This week, the Murdock Trust hosts our 31st annual Partners in Science Conference. You can find more information on the Partners in Science Program here.
The work of a scientific researcher can be a bit of a paradox. In many ways, your work is immense. You may be working with endless data points while digging into a challenge or solution that could impact the lives of literally millions of individuals. But all of this work can take place in a very small room with just a handful of other researchers.
“One potential risk in our field is you can get a little cut off from the outside world,” explains Henryk Urbanski, Researcher and Professor of Behavioral Neuroscience at Oregon Health and Science University. “Once you become invested in pursuing a research path, you can get consumed by data. It’s really important to maintain a connection to the real world to best understand how your work may be applied.”
Henryk has experienced this firsthand as he has worked in his own lab for more than 30 years. One of the ways he is able to maintain a clear understanding of how his work may serve the needs of our community is through his participation as a mentor in the Partners in Science Program. For three decades, Henryk has welcomed different high school science educators onto his research team where they have helped him collect, manage and decipher data.
“It’s just a rewarding experience,” says Urbanski. “As a researcher, it is so helpful and refreshing to have fresh, youthful energy in our space. It helps us in the way we think about our work and our outcomes. But it’s also nice to be able to show our appreciation to the teachers. To show that they are valued. Today’s teachers don’t get nearly the praise that they deserve. Being able to provide an experience we know will also benefit and support them is wonderful.”
Henryk is one of the few current Partners in Science participants who have been involved since the Murdock Trust originally began leading the program in 1990. In his tenure, Henryk has seen time and again the positive impact that the program has had on teachers, but also the trickle-down effect of how their work in the lab helps inspire students.
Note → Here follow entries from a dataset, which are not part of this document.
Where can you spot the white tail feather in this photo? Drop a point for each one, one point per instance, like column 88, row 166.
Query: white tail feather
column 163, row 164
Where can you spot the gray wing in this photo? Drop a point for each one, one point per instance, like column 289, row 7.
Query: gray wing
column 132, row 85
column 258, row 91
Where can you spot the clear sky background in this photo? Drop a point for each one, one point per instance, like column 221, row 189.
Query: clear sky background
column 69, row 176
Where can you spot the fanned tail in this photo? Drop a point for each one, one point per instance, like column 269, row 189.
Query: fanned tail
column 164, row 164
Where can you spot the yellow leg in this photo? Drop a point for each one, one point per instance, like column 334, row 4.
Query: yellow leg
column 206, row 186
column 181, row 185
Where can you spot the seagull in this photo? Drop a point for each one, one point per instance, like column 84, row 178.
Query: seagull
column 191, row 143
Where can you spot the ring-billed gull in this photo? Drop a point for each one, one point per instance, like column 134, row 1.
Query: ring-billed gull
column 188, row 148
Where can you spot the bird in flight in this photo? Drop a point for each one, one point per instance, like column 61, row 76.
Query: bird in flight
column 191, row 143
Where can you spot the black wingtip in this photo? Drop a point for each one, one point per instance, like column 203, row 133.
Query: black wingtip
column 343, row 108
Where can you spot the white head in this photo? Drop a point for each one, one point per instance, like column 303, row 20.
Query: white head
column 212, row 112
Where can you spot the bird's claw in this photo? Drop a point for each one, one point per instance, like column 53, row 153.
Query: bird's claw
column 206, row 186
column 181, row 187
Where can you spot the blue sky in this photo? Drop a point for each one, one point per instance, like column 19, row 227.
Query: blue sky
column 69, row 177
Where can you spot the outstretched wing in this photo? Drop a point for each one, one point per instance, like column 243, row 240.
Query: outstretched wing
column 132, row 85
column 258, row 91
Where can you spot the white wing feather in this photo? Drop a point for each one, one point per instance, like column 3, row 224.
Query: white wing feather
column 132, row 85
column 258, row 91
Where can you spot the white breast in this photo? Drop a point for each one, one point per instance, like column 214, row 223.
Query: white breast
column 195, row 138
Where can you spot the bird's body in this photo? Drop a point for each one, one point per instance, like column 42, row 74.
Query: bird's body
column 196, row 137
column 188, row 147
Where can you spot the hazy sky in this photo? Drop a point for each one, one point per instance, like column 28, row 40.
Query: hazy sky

“You don’t become a great researcher by reading textbooks,” Henryk says. “Scientific research requires so much more. You have to be skilled in writing, in public speaking. You need to think like an artist when you design your experiments and presentations. You have to be able to think outside the box, to consider how you might be able to address a challenge and what your findings might mean for others. You need resilience.”
“The best researchers are not necessarily the best students. It’s not about memorizing facts for an exam. It’s about being able to design a process, but then having the confidence to troubleshoot when something goes wrong or your data does not come out how you expected. It’s about trial and error and thinking about a challenge holistically. And we need that to show up in the classroom as well. Kids need to know that they can be great scientists and do great work even if they didn’t get an A on their most recent exam.”
Our benefactor, Jack Murdock, believed strongly that communities are strengthened when one generation invests in the next. When knowledge and experience can be passed down from one mind to the next. We are grateful to brilliant individuals like Henryk who make the time and invest the energy in supporting and uplifting others. Thank you, Henryk, and thank you to all who serve the common good!